To do that requires being able to identify, consume and process information quickly. Investment opportunities, particularly in industries with significant growth capacity, come around quickly and get snapped up fast.
Those decisions will incorporate analysing and drawing insights from raw data, using publicly available and analyst-produced information. But there is also an opportunity to draw on human insights, from leading experts in relevant fields, to get a sense of the story that 0s and 1s can’t properly tell yet. Tapping into the right minds is essential to informing investment decision-making in 2021.
In an ever-growing haystack of information, the challenge is finding them quickly. Plus, once they are found, there’s a tendency to keep using them, or to use them as a gateway to others in their network. While there’s nothing inherently wrong with this approach, it leaves investors exposed to a lack of diversity in thought that makes getting to an unbiased view of the world impossible. At the same time, casting their net wide and finding lots of experts is resource and time-intensive, at a point when time is one commodity in short supply.
So, what’s the solution? Ironically, given that the challenge is bringing the right human insight into the process, the answer could lie in technology, specifically artificial intelligence (AI). AI-powered platforms can take a request for expertise and run searches through all available published and credible material to recommend the most appropriate experts for the project in question.

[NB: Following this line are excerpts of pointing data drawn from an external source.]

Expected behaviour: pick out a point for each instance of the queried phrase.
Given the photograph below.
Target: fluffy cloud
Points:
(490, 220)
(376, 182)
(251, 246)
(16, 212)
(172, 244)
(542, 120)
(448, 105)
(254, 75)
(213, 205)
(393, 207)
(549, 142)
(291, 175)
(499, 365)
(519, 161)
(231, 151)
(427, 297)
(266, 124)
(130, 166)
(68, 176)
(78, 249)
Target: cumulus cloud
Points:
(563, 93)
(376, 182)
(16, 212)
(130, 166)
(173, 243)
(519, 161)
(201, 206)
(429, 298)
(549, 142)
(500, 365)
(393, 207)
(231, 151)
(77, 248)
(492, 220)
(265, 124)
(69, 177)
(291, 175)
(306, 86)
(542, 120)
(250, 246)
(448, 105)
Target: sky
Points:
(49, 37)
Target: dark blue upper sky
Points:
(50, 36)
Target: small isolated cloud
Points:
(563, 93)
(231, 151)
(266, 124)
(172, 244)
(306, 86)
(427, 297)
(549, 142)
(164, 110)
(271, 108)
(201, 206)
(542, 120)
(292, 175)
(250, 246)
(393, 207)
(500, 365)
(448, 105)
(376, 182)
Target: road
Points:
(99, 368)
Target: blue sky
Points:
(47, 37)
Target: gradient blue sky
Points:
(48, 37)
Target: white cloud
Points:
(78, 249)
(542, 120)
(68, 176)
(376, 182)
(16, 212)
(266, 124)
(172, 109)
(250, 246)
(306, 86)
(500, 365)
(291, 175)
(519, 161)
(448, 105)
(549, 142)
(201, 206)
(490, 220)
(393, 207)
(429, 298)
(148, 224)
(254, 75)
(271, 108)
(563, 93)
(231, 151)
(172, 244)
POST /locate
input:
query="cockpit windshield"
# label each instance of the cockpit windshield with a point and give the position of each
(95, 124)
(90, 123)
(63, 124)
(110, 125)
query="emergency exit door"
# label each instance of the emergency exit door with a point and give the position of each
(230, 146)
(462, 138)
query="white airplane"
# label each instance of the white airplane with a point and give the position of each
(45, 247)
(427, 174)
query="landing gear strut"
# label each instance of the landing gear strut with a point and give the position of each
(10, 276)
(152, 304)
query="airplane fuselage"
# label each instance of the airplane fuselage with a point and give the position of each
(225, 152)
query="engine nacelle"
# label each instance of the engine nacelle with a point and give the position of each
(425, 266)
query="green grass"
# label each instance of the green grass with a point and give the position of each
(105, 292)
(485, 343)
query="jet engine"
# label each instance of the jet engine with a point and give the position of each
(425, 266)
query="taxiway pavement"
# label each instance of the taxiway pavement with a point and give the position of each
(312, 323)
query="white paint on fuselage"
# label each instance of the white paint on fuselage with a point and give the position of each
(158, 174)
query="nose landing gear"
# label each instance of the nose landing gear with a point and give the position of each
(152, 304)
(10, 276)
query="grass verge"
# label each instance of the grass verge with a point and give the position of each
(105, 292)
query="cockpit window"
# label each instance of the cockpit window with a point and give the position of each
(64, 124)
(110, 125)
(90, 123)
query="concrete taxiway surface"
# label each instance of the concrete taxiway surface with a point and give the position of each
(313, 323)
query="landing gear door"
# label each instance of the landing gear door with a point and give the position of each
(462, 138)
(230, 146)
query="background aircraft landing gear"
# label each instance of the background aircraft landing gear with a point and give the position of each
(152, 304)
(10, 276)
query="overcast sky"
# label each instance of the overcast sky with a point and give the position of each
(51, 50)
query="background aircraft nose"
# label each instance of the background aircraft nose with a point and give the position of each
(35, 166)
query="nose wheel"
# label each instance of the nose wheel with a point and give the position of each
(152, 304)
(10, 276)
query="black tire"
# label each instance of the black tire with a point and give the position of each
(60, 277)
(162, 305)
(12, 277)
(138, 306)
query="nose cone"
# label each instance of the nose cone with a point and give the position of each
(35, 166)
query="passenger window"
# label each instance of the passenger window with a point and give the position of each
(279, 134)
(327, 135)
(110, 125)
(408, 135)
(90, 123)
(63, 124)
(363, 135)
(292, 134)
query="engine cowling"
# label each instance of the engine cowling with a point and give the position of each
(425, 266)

It’s true that there are already services that recommend experts, but they are heavily manual and therefore slow and imprecise. It’s also true, there are also both negative and positive connotations being attached to AI. No technology is without its flaws, and if investors were relying on the AI platform itself to provide expertise then there would be cause for concern. Services that provide access to the experts themselves, however, are providing a fast way through the noise and data – it’s a car to the destination, not the destination itself. Once investors and experts are connected, the former has access to the relevant insight the latter holds in their heads. What AI has done is rapidly scan through millions of people of talent to highlight the relevant knowledge holders with pin-point accuracy.
Using technology to highlight the best human knowledge
Using an AI technology platform to find the most relevant human is a way of taking a resource-consuming process and finding what’s needed in a thousandth of the time. In that way, investors can get fast access to the human insight they need to make the best decisions, allowing them to capitalise on opportunities and not miss the next big growth opportunity.